La publication du 30ème rapport de la Cour des Compte a été l’un des évènements majeurs de la semaine précédente. En effet, ce rapport, édité par l’institution gouvernementale responsable du contrôle des dépenses publiques, a mis à nu des dépenses conséquentes, voire même inexpliquées, dans les établissements publics traités. Nous avons choisi de consacrer cet article pour l’Office National de Télédiffusion (ONT).
Les principales remarques tirées par ce rapport sont traitées selon des axes : La diffusion numérique et terrestre, la relation de l’ONT avec ses clients, l’investissement et maintenance et enfin, la gestion des stocks. Dans chacun de ces axes évoqués, des défaillances ont été constatés. A titre d’exemple, la Cour des Comptes note l’incapacité de l’ONT à gérer convenablement le parc satellitaire qu’il loue annuellement, en particulier le satellite Arabsat Badr 4, où le nombre de coupures a dépassé les 43 rien que dans la période de 2013 – 2015.
Nous avons d’ailleurs évoqué une coupure lors du dernier week end dans ce même satellite, ce qui avait engendré un changement urgent de fréquences (lire notre news). Ces coupures fréquentes ont conduit à une baisse de la qualité de diffusion. Etant donné que la couverture de ce satellite est quasi similaire à celle du satellite Nilesat 104 7°West, la Cour des Comptes s’est interrogée sur l’utilité de cette allocation qui coûte cher au contribuable (Plus de 1 million de Dinars par an), surtout avec les coupures fréquentes, dont certaines qui avaient dépassé les 90 minutes, ce qui est énorme.

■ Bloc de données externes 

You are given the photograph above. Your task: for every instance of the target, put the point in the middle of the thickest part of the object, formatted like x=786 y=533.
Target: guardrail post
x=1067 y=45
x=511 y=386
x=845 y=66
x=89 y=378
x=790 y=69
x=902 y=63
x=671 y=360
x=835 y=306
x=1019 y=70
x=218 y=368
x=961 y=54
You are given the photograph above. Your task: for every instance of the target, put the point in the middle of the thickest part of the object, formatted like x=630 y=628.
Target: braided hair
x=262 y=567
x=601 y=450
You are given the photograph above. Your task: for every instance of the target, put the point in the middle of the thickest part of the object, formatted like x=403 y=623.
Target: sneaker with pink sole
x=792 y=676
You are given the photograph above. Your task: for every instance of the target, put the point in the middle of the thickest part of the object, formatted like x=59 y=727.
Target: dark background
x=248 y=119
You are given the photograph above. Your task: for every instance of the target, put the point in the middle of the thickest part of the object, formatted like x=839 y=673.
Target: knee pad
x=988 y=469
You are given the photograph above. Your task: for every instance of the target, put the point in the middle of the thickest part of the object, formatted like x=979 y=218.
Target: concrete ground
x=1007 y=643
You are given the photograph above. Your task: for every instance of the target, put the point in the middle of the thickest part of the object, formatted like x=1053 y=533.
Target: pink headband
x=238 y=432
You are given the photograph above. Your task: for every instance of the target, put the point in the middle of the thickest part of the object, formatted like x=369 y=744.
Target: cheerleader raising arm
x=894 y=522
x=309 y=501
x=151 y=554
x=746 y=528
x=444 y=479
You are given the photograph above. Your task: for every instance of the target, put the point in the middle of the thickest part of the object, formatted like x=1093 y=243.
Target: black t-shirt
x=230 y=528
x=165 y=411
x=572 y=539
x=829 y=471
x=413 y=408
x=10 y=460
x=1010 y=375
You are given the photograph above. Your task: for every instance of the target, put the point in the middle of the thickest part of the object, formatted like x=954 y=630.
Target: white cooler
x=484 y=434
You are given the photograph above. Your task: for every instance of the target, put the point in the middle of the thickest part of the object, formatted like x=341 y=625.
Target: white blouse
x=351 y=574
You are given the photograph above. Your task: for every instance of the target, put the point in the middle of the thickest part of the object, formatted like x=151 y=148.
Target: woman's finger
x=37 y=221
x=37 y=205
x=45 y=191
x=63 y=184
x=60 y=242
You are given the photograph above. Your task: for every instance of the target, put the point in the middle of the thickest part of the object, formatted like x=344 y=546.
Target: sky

Des contrats de bande passante mal négociés
L’autre point cité par le rapport révèle une incapacité de l’ONT à négocier convenablement les contrats de diffusion avec les chaînes tunisiennes, notamment celles publiques. En effet, l’ONT accorde, pour le bouquet National, 4 mb/s sur Nilesat 104 et Arabsat Badr 4. A titre de comparaison, toutes les autres chaînes privées tunisiennes allouent seulement 3.5 mb/s. Ce décalage coûte à l’Office près de 75 k€ annuellement. Pire encore, cette allocation dépasse même le besoin de ce bouquet. En effet, suite à une demande, la Cour des Comptes a estimé la bande passante effective consommée par le bouquet National à 3.4 mb/s par chaine, alors que la bande allouée est de 4 mb/s. Cette différence de 0.6 mb/s coûte au contribuable 90 k€ en devises.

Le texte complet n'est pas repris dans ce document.